To describe the construction of a compound we must identify not only the class (part of speech, etc.) to which it belongs but also the class of each component member. We must see how these are put together by stating the order in which they are uttered, the features of juncture and accent which characterize them and the phonemic modifications, if any, to which the component words are subjected in the process of compounding.

By way of illustration: steamship, a noun, composed of the two nouns steam and ship in open juncture with bound stress on the first member and reduced loud on the second. Gentleman a noun composed of the adjective gentle and the noun man in close juncture with loud stress on the first member and weak on the second.

The simplest form of compounds is welding of two words that al­ready exist in the language: water-mill, water-way.

Compounding occurs in all word classes. There are compound nouns, adjectives, verbs, pronouns, conjunctions and prepositions. The largest group is that of nouns. Next come compound adjectives, then verbs.

There is a well-known tendency in English to give compounds a heavy stress on the first element, which is primary in importance to dis­tinguish between a compound word and a phrase.

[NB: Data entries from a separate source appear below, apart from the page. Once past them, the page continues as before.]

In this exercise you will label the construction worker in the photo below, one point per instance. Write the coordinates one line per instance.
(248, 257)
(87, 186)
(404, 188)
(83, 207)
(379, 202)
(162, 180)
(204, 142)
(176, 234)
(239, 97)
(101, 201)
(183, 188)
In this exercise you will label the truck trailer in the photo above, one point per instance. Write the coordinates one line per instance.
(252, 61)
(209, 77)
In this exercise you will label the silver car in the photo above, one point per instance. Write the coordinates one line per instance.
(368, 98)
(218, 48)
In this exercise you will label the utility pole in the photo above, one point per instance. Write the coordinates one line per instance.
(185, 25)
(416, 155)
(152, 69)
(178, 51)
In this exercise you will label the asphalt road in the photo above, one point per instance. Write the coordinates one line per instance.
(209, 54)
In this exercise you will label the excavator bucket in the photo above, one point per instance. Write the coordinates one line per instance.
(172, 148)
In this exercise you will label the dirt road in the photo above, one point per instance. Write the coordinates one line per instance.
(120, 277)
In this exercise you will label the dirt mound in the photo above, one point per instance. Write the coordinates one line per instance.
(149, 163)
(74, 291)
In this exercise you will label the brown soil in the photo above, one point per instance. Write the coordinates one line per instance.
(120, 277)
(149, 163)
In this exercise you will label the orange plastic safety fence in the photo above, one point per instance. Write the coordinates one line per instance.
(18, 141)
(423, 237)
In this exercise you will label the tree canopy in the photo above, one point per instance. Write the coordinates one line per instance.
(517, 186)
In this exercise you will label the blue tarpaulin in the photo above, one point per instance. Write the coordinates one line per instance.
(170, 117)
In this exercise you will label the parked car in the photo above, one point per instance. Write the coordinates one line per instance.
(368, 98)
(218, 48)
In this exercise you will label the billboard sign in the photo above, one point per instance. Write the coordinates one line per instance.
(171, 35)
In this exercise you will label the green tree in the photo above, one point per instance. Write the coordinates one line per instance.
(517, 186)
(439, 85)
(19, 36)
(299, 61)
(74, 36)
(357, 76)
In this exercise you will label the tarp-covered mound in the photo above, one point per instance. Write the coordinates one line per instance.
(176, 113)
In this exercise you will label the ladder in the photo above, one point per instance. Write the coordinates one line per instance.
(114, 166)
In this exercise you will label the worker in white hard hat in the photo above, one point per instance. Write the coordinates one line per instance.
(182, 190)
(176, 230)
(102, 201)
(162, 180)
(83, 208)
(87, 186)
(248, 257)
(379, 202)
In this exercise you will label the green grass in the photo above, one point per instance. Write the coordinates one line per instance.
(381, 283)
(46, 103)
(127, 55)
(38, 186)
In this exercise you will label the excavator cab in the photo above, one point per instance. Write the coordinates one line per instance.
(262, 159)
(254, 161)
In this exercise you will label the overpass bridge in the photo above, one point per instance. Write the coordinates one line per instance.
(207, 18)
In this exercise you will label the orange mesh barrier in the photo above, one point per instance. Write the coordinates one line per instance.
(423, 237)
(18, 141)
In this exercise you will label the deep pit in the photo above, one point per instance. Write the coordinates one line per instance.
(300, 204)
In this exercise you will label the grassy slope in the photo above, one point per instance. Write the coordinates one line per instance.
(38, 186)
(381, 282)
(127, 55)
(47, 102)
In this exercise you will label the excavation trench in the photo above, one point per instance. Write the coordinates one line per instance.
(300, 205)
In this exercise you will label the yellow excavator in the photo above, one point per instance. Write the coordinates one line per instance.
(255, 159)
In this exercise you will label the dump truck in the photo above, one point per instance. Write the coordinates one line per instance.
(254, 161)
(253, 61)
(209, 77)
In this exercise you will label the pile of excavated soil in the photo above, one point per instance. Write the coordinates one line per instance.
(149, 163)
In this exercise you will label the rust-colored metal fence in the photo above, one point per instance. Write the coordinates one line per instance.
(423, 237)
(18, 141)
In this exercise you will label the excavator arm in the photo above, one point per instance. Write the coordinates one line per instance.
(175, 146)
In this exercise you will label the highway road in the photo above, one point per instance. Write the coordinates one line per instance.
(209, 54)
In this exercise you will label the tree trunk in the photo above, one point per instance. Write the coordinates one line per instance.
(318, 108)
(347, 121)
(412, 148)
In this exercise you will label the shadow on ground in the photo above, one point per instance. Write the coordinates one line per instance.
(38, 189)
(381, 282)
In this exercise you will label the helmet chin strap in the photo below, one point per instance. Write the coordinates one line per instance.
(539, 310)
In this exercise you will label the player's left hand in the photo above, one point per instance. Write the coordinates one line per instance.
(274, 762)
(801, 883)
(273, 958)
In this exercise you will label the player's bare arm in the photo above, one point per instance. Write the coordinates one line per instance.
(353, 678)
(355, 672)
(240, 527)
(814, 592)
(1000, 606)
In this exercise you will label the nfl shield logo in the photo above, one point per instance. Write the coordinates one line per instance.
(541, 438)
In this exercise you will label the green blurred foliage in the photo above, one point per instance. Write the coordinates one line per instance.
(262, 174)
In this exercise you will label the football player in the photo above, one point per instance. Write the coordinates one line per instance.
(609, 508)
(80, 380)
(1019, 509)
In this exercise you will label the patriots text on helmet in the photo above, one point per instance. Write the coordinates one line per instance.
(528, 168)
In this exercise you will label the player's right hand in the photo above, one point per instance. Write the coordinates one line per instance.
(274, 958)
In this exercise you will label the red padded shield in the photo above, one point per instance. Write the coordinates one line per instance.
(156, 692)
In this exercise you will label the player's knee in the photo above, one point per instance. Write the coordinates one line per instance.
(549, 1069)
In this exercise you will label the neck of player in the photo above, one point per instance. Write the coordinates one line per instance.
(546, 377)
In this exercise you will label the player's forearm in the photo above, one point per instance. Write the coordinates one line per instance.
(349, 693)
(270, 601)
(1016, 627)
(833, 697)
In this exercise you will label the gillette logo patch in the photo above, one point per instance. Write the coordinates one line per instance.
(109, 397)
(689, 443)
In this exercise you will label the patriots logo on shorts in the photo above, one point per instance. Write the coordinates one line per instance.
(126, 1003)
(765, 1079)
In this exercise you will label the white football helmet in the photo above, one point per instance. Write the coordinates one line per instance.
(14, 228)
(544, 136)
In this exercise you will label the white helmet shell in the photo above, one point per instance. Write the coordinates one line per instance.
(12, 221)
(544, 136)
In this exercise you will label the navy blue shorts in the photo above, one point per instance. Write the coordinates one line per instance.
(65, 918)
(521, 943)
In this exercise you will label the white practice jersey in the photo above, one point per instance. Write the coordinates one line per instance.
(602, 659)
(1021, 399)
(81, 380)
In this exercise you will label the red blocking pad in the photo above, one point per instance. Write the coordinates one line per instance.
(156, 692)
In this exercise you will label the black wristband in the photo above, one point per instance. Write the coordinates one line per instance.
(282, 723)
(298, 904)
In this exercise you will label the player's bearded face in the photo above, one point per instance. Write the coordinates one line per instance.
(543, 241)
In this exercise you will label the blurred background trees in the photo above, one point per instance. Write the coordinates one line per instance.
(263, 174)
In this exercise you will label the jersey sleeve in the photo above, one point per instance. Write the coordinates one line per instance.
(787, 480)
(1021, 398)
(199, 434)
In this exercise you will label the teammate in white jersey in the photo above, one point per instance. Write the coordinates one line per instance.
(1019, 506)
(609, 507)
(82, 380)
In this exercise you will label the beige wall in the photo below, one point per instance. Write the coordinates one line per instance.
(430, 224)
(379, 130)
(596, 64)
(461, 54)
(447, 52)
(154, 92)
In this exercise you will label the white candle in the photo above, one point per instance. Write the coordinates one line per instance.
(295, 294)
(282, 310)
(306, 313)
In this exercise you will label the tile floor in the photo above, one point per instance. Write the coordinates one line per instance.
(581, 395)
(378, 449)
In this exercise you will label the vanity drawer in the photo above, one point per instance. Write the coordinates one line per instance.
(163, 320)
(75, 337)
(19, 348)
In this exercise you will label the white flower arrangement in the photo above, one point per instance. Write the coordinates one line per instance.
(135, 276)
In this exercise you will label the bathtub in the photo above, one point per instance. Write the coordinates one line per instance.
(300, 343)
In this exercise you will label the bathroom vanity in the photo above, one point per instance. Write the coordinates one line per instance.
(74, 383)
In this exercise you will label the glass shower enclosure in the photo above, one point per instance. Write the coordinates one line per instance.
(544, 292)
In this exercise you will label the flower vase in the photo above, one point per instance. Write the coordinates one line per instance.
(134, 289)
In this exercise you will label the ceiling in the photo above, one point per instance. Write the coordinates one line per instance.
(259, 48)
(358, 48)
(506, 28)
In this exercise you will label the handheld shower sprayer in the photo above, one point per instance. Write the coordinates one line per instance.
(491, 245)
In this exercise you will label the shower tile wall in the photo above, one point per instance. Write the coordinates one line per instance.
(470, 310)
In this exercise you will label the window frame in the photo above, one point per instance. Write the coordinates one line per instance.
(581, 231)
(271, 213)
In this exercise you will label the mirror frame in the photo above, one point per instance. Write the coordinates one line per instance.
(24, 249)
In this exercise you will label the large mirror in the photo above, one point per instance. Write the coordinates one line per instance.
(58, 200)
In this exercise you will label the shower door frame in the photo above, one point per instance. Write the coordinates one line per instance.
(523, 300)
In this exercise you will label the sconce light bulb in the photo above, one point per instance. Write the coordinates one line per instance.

English compounds stressed on this pattern are known to be fair common. Further familiar examples are: 'black-berry - 'black 'berry; 'blackbird- 'black 'bird;

'greenhouse- 'green 'house (in all compounds of this type the de­terminant has a heavy stress, the determinatum has a middle stress).

Compound adjectives are commonly double- stressed, e.g. 'easy-'going, 'new-'blown, etc.

Compound adjectives of emphatic comparison have heavy stress on the first element, e.g. dog-cheap, ice-cold, snow-blind, etc.

In certain types of words the stress helps to differentiate the mean­ing of compounds. A few examples for illustration are given below:

1. book'case - a piece of furniture with shelves for books;

2. 'bookcase - a paper cover for books;

3. man 'kind- the human race;

4. 'mankind - men, as distinguished from women.

One more specific feature of English compounding is that often elements of a phrase united by their attributive function become further united phonemically by stress and graphically by hyphen, or even solid spelling. Cf Common sense and common-sense advice; old age and old-age prisoner; the records are out of date and out-of-date records.

Classification of compounds. The great variety of compound types brings about a great variety of classifications Compound words may be classified according to the type of composition and the linking element; according to the part of speech to which the compound be­longs; and within each part of speech according to the structural pattern. It is also possible to subdivide compounds according to other character­istics, i.e. semantically, into motivated and idiomatic compounds (in the motivated ones the meaning of the constituents can be either direct or figurative). Structurally, compounds are distinguished as endocentric and exocentric, with the subgroup of bahuvrihi and syntactic and asyn-tactic combinations.